I picked out one of the uglier ones because I was worried nobody else would take him home. haha. I love him a lot! I think he already looks better now that he's in a real aquarium. Those little, poopy cups are just so depressing!




























I'm hoping a little TLC will make him a little more vibrant. I'm excited to see what happens with him. 

I wish I could get more! There are so many great colors. They only had about 8 at the store and it still took me about half and hour to pick him out.


----------



## Nataku (Feb 22, 2009)

He's not ugly at all! xD You've got yourself a beautiful cellophane male with a bit of marbling going on in the fins, which I personally think is lovely. He'll never really get any brighter on his base color, per say, because cellophanes are bettas with much reduced pigment count. But the marbling spots will get brighter and sharper. Cheers on your new betta!


----------



## dramaqueen (Jul 7, 2008)

He's cute. I like that last pic.


----------



## rockstar26 (Apr 12, 2009)

He's beautiful


----------



## dramaqueen (Jul 7, 2008)

He looks kind of orange to me.


----------



## onekatietwo (Apr 12, 2009)

Yeah, I guess I shouldn't have said that he was one of the uglier ones. I think he is gorgeous and one of the more awesome looking ones. However, he was definitely a little less striking than the others they had - just because they were all deep blues, purples, and reds and very vibrant, shocking colors.

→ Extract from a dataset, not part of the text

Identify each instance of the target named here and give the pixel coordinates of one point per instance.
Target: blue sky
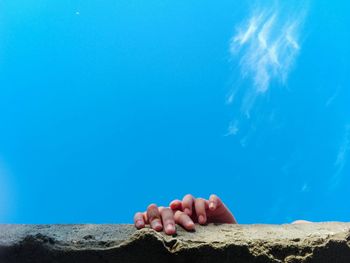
(107, 107)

I think he's awesome though. He is already looking more amazing now that he's letting his fins out and not staying so compact.

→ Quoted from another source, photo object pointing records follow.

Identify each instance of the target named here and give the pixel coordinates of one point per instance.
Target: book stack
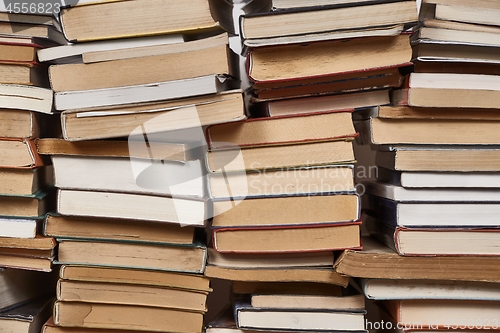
(433, 203)
(131, 209)
(25, 115)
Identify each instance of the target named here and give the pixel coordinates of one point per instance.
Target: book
(31, 206)
(285, 181)
(117, 275)
(317, 19)
(353, 82)
(439, 158)
(440, 241)
(248, 317)
(314, 238)
(259, 132)
(75, 52)
(379, 261)
(125, 175)
(301, 274)
(131, 294)
(161, 116)
(134, 317)
(432, 213)
(19, 153)
(449, 90)
(277, 260)
(22, 97)
(300, 211)
(148, 92)
(26, 124)
(18, 286)
(189, 259)
(324, 103)
(444, 313)
(172, 151)
(141, 70)
(25, 182)
(281, 157)
(415, 179)
(18, 228)
(131, 206)
(385, 289)
(316, 302)
(174, 17)
(59, 226)
(322, 60)
(380, 131)
(247, 288)
(463, 13)
(28, 317)
(23, 73)
(426, 195)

And thanks for the info on his... uhh... type... or catagorization. That's interesting and good to know. His spots (or marbling, if you will) are my favorite part and probably why I chose him.


----------



## dramaqueen (Jul 7, 2008)

I think his coloring will show more now that he's in clean water and a bigger home. And getting some tlc!


----------



## fishyinpa (Dec 25, 2008)

I think he is gorgeous! Good luck with your new fishy!


----------



## LaniBaby (Apr 14, 2009)

It's hard to find an ugly betta.  I also tried picking out a few from petstores and tried to get the ones i thought no one would choose. The last time I did that, I brought the "ugly" guy home and put him in his tank and he opened up his fins and was beautiful! Bettas get more color with lights in the tank. When I brought Bluey home, he was almost green and had lost all his white and black. Within 2 days, he was super bright blue with white tails and black fins/face. Huge change just from a few days in a bigger environment and lots of light.


----------



## blue tuesday (Mar 28, 2009)

Your fish looks just like my newest guy, Freckles! Very cute


----------



## onekatietwo (Apr 12, 2009)

There we go. I made a whole photo set of him in his new home. 

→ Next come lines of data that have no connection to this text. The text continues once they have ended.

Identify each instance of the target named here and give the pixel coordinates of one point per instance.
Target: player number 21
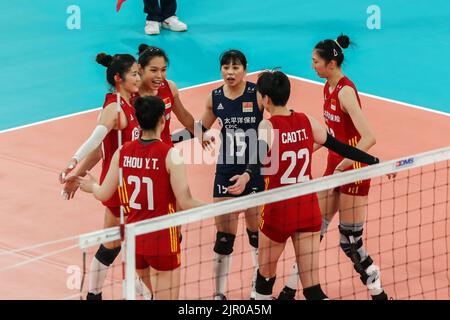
(137, 189)
(293, 156)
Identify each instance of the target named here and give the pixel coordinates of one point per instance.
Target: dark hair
(333, 50)
(117, 64)
(276, 85)
(233, 56)
(149, 110)
(147, 53)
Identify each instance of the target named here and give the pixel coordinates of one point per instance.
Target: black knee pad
(264, 286)
(253, 238)
(314, 293)
(107, 256)
(224, 243)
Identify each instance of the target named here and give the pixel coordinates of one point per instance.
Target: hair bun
(104, 59)
(344, 41)
(142, 48)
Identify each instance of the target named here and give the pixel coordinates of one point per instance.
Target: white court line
(216, 81)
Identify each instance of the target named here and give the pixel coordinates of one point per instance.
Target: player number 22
(292, 156)
(137, 189)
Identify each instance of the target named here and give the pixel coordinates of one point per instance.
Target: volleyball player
(235, 106)
(346, 122)
(153, 63)
(154, 180)
(288, 138)
(122, 74)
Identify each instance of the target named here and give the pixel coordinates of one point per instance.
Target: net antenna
(122, 217)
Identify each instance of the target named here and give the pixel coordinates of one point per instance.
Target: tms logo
(405, 162)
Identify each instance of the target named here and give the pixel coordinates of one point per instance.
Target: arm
(350, 105)
(185, 117)
(178, 181)
(322, 137)
(106, 122)
(71, 183)
(265, 141)
(208, 119)
(104, 191)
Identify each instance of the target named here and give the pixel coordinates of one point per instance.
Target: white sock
(374, 281)
(293, 278)
(263, 296)
(97, 276)
(221, 268)
(254, 252)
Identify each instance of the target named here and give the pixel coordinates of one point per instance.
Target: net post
(130, 263)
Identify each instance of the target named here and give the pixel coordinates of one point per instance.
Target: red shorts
(159, 250)
(280, 220)
(357, 188)
(160, 263)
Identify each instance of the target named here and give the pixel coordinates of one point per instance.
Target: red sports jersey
(110, 143)
(340, 125)
(294, 140)
(148, 193)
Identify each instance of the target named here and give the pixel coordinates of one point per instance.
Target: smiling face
(233, 73)
(132, 79)
(323, 68)
(154, 73)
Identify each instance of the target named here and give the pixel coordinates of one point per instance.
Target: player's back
(110, 142)
(339, 123)
(292, 147)
(148, 192)
(239, 119)
(293, 143)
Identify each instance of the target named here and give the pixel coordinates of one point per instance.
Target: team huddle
(143, 176)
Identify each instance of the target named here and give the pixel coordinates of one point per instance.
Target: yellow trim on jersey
(125, 190)
(173, 231)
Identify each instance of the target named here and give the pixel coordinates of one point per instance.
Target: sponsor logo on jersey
(247, 106)
(135, 134)
(167, 102)
(333, 104)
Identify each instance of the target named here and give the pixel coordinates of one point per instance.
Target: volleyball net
(406, 234)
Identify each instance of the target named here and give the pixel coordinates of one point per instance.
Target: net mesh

http://www.flickr.com/photos/cliche/sets/72157616819333640/

Do check it out.


----------



## TianTian (Apr 14, 2009)

I AM IN LOVE. Absolutely beautiful!!!


----------



## froglady (Apr 12, 2009)

Hes adorable and beautiful. I love adopting bettas and bringing them home to a aquarium too. they always seem so happy. it takes a wonderful person to care like you do.


----------



## JingleAllTheWay (Mar 21, 2009)

He's beautiful! I want him.  I saw some bettas that looked kind of that color (like the pics you showed of him in the cup) but I wanted a brighter one. But I guess they do brighten up. I'll have to get me one when I get a chance.


----------